Kredit Foto: Porostimur.com Viralterkini.id – Ketua Komisi I DPRD Kota Tual, Yudha Pratama, mendesak agar dugaan penganiayaan yang dilakukan oleh oknum anggota Brimob terhadap seorang siswa madrasah diusut secara terbuka, adil, dan tidak memihak.
Ia menyampaikan bahwa sejak kasus tersebut mencuat ke publik, dirinya secara pribadi maupun atas nama lembaga DPRD telah menjalin komunikasi intensif dengan berbagai pihak terkait untuk memastikan penanganan perkara berjalan sesuai prosedur hukum.
“Kami akan segera melakukan pertemuan dengan Kapolres Tual setelah beliau kembali dari tugas luar daerah,” kata Yudha dikutip dari Porostimur.com, pada Jumat (20/2/2026).

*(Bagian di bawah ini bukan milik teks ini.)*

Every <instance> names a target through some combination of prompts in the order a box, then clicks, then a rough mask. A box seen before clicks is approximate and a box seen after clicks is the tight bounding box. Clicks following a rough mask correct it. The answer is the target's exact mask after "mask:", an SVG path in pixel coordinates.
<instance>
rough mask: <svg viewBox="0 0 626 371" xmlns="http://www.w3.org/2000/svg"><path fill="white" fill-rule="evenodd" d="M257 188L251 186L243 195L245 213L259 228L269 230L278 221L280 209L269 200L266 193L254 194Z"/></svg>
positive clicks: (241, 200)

Sebagai politisi Partai Demokrat, Yudha menegaskan bahwa Komisi I DPRD Tual memiliki komitmen penuh untuk mengawasi proses hukum agar tidak menyimpang dari aturan yang berlaku.
“Komisi I DPRD akan terus mengawal dan mendorong adanya kepastian hukum melalui fungsi pengawasan, sehingga proses penanganan perkara ini berjalan objektif, transparan, dan sesuai peraturan perundang-undangan,” ujarnya.

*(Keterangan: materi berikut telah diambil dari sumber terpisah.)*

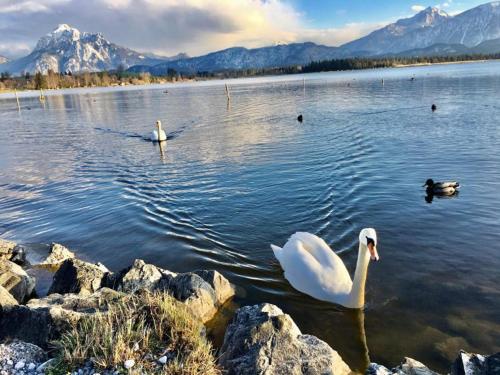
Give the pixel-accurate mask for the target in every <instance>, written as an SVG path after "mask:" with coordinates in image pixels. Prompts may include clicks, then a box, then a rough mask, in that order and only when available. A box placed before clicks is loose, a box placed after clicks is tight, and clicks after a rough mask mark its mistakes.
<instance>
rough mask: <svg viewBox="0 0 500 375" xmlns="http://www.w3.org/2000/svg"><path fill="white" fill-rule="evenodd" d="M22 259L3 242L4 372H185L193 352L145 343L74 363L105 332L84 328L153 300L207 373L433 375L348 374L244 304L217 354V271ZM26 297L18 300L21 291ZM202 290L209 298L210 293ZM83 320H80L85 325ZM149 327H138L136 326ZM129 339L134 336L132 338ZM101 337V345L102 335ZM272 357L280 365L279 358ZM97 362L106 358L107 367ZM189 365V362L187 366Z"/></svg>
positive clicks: (68, 257)
mask: <svg viewBox="0 0 500 375" xmlns="http://www.w3.org/2000/svg"><path fill="white" fill-rule="evenodd" d="M27 258H29V250H28V252H27V251H26V250H24V247H23V246H22V245H18V244H16V243H14V242H12V241H7V240H3V239H2V238H0V282H1V283H0V310H1V311H2V314H0V371H3V372H2V373H4V372H6V373H8V374H13V375H16V374H33V375H35V374H45V373H46V374H62V373H65V371H66V372H67V371H70V372H71V373H74V372H75V371H76V372H77V373H79V374H84V375H97V374H98V373H99V374H101V375H111V374H116V373H120V374H121V373H123V374H125V373H131V372H130V371H131V369H132V368H133V369H134V370H133V371H136V369H137V371H140V372H141V373H144V374H160V373H161V374H162V373H165V372H164V371H167V373H171V374H179V375H181V374H185V372H183V371H184V370H182V371H180V372H179V371H174V370H175V369H176V368H177V367H176V366H178V365H177V364H176V363H177V362H175V361H179V358H181V359H182V358H184V359H185V360H186V361H188V358H191V357H190V356H192V355H193V354H192V353H191V352H190V350H189V349H186V348H185V347H180V348H179V349H177V350H178V351H177V352H172V353H171V354H168V353H169V352H168V351H166V352H165V351H164V352H159V351H158V350H157V349H155V348H156V346H154V345H153V346H147V347H142V348H141V345H143V344H140V345H138V343H137V342H125V343H123V344H126V345H129V344H130V345H132V344H133V346H134V347H135V346H136V345H138V346H137V347H138V349H137V350H135V349H134V350H132V351H129V350H128V349H125V350H124V352H123V353H122V352H121V351H120V352H116V353H114V354H113V355H115V356H118V359H117V360H114V359H113V358H114V357H113V358H112V357H109V356H106V353H104V354H103V353H100V352H99V350H97V354H96V351H92V353H93V357H90V354H88V356H87V355H86V354H83V355H84V357H85V358H84V360H83V361H82V359H81V358H80V357H81V355H82V354H80V357H78V356H76V357H75V356H73V355H72V354H71V353H70V352H68V351H67V347H66V346H67V345H77V346H75V347H74V349H75V350H76V349H77V348H78V350H83V349H82V348H81V347H80V346H79V345H80V344H78V340H84V341H87V340H88V335H95V334H97V333H98V334H100V335H101V336H100V337H98V336H95V337H91V339H92V340H96V341H99V340H102V334H101V330H98V331H88V332H87V331H86V329H87V328H88V324H90V322H94V323H92V324H98V325H99V327H100V328H101V329H102V330H104V332H107V330H109V332H108V333H105V334H104V336H106V335H113V332H117V331H118V332H119V331H120V329H121V326H120V324H122V323H121V321H122V320H123V319H124V318H123V316H124V315H125V318H127V317H131V318H133V319H135V318H134V316H136V314H138V313H139V312H140V311H146V312H147V311H149V310H148V309H149V308H150V304H153V305H154V306H153V305H152V306H151V308H154V309H155V310H154V311H157V310H158V309H159V308H160V309H161V306H164V304H168V306H170V307H169V311H170V312H169V314H173V316H175V318H174V319H180V320H182V321H184V323H182V324H183V325H181V326H179V327H177V326H176V325H175V324H176V323H174V321H172V322H171V323H169V324H173V326H172V327H173V328H172V327H171V328H170V329H171V330H172V329H176V330H177V333H176V334H177V335H180V337H184V340H186V336H188V340H191V341H190V342H192V344H191V345H201V346H200V348H205V349H203V350H204V352H203V353H204V354H203V356H202V357H200V358H198V361H201V362H200V363H198V365H197V366H201V367H196V369H199V368H203V369H204V370H203V371H204V372H203V373H206V374H211V375H220V374H222V373H225V374H228V375H237V374H239V373H248V374H256V373H262V371H264V370H265V371H266V373H269V374H274V373H276V374H284V373H287V374H293V375H299V374H303V368H304V365H306V366H307V368H308V371H312V373H333V374H336V375H351V374H361V373H365V374H367V375H373V374H377V375H413V374H415V373H419V374H422V375H438V373H436V372H434V371H432V370H430V369H429V368H428V367H427V366H425V365H424V364H423V363H421V362H419V361H417V360H414V359H412V358H408V357H405V358H404V360H403V361H402V363H401V364H400V365H398V366H396V367H394V368H392V369H391V368H388V367H385V366H384V365H380V364H377V363H366V370H363V371H359V370H356V369H351V368H350V367H349V366H348V364H346V363H345V362H344V361H343V359H342V358H341V357H340V355H339V354H338V353H337V352H336V351H335V349H334V348H332V347H331V346H330V345H328V344H327V343H326V342H324V341H322V340H320V339H318V338H317V337H315V336H310V335H307V334H302V332H301V331H300V329H299V328H298V327H297V325H296V324H295V322H294V321H293V319H292V318H291V317H290V316H289V315H287V314H285V313H284V312H283V311H282V310H281V309H280V308H279V307H277V306H275V305H271V304H268V303H260V304H258V305H253V306H241V307H239V308H238V309H237V310H236V311H233V312H232V313H231V314H230V315H231V317H230V320H229V321H228V320H226V322H225V323H222V324H224V326H225V327H224V331H225V334H224V342H223V344H222V346H221V347H220V348H219V350H216V349H215V348H214V347H213V344H211V343H210V340H209V339H208V337H207V335H206V333H204V332H206V330H207V327H208V326H210V322H213V321H219V322H220V321H221V320H219V316H220V315H221V314H222V315H224V314H226V315H227V312H224V308H225V307H224V306H226V305H227V304H228V303H229V302H230V301H231V300H232V299H233V298H234V296H235V291H236V287H235V286H234V285H232V284H231V283H230V282H229V281H228V280H227V279H226V278H225V277H224V276H223V275H221V274H220V273H218V272H217V271H216V270H211V271H210V270H198V271H192V272H186V273H182V274H177V273H175V272H172V271H169V270H165V269H161V268H159V267H157V266H155V265H153V264H146V263H145V262H144V261H142V260H135V261H134V263H133V264H132V265H131V266H129V267H126V268H125V269H123V270H121V271H118V272H111V271H109V270H108V269H107V268H106V266H105V265H103V264H102V263H91V262H87V261H82V260H80V259H78V258H77V257H76V254H75V253H73V252H72V251H71V250H69V249H67V248H66V247H64V246H63V245H60V244H56V243H52V244H51V245H50V250H49V252H48V254H47V257H46V258H45V259H43V258H42V259H43V260H41V261H39V262H38V263H37V264H29V263H28V262H27V260H26V259H27ZM21 266H22V267H21ZM26 267H44V268H49V269H51V270H52V271H53V272H54V276H53V280H52V285H51V287H50V289H49V291H48V294H47V296H35V295H33V294H32V291H33V289H34V287H35V283H36V280H35V279H34V278H33V277H31V276H29V275H28V274H26V272H24V271H23V269H24V268H26ZM5 275H7V276H8V277H7V278H6V277H5ZM9 275H16V277H17V278H18V279H19V280H22V281H23V283H22V285H21V284H18V285H21V287H20V288H18V287H16V285H12V283H11V282H10V283H9V282H7V283H6V282H5V281H6V280H7V281H9V280H12V276H9ZM30 288H31V291H30ZM160 290H163V291H160ZM22 291H24V292H23V293H24V294H19V293H20V292H22ZM207 291H211V292H209V293H208V294H207ZM11 292H12V293H14V294H11ZM158 293H160V294H158ZM162 293H166V294H162ZM113 301H114V302H113ZM115 303H117V304H118V305H117V306H121V307H119V310H115V308H114V307H113V306H115V305H114V304H115ZM124 309H125V310H124ZM27 312H28V314H26V313H27ZM115 313H116V314H117V315H116V318H115V319H116V320H112V323H110V321H107V320H106V319H104V320H102V319H101V318H99V316H103V315H102V314H104V316H106V314H115ZM151 313H152V312H151ZM147 314H150V313H149V312H148V313H147ZM186 314H187V315H186ZM148 316H149V315H148ZM89 319H90V320H89ZM96 319H97V320H96ZM127 319H129V318H127ZM169 319H171V318H169ZM80 322H82V323H84V324H83V325H81V324H80ZM123 323H125V324H130V322H129V323H127V322H123ZM146 323H147V322H146ZM146 323H141V326H140V327H143V326H142V324H146ZM109 324H112V325H111V326H109ZM155 324H156V323H155ZM219 324H220V323H219ZM186 325H187V326H186ZM85 327H87V328H85ZM154 327H157V325H154ZM187 327H192V328H191V329H194V331H189V332H190V333H188V332H187V331H184V330H185V329H190V328H187ZM166 328H167V327H166ZM141 329H144V328H141ZM171 332H172V331H171ZM153 333H154V332H152V334H153ZM140 334H142V331H141V332H140ZM68 335H70V336H68ZM171 335H172V333H171ZM65 337H71V341H64V340H65ZM133 337H136V336H135V334H134V335H133ZM161 337H163V336H160V338H161ZM105 339H106V340H107V336H106V338H105ZM113 339H115V340H118V339H119V338H118V337H113ZM12 340H13V341H12ZM61 340H62V341H61ZM75 340H76V344H75ZM49 343H50V345H55V350H54V349H52V350H51V351H48V349H49ZM207 345H208V346H207ZM110 350H115V348H114V347H113V348H111V349H110ZM144 350H145V351H146V352H147V353H148V354H147V355H146V356H143V355H142V354H140V353H142V352H143V351H144ZM200 350H202V349H200ZM134 352H138V354H134ZM89 353H90V352H89ZM166 353H167V355H165V354H166ZM215 354H217V355H215ZM96 355H97V356H99V355H102V358H101V357H99V358H97V359H96V358H95V357H94V356H96ZM197 355H200V354H197ZM77 357H78V358H79V359H78V358H77ZM276 358H280V360H279V361H276V360H275V359H276ZM13 359H14V360H13ZM272 359H274V360H273V361H272ZM191 360H192V358H191ZM368 360H369V358H368ZM67 361H69V363H67ZM103 361H109V362H105V364H103ZM189 363H190V362H186V366H188V365H189ZM498 363H500V353H497V354H492V355H487V356H483V355H479V354H472V353H467V352H465V351H463V350H460V351H459V353H458V354H457V357H456V359H455V361H454V362H452V363H451V364H450V370H451V371H450V374H451V375H472V374H475V373H482V374H484V375H494V374H496V372H495V371H496V367H495V366H497V364H498ZM191 365H192V364H191ZM263 365H264V367H262V366H263ZM169 366H172V367H169ZM207 366H208V367H207ZM182 368H183V367H182V366H181V369H182ZM169 369H170V370H169ZM207 369H208V370H207ZM11 371H12V372H11ZM198 371H199V370H198ZM132 373H135V372H132ZM193 373H199V372H193ZM308 373H309V372H308Z"/></svg>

Ia menilai, dugaan tindakan kekerasan yang dilakukan oknum aparat tersebut telah melampaui batas kewajaran dan bertentangan dengan nilai-nilai kemanusiaan.
“Negara memberikan mandat dan seragam kepada aparat untuk melindungi masyarakat, bukan untuk merenggut nyawa warga sipil,” tegasnya.
Yudha juga berharap kasus ini menjadi peringatan bagi seluruh Aparat Penegak Hukum agar selalu mengedepankan pendekatan humanis dalam menjalankan tugas serta menghindari sikap arogan terhadap masyarakat.
“Semoga peristiwa ini menjadi pembelajaran bagi aparat agar tetap menjunjung sikap profesional dan tidak bertindak sewenang-wenang,” katanya.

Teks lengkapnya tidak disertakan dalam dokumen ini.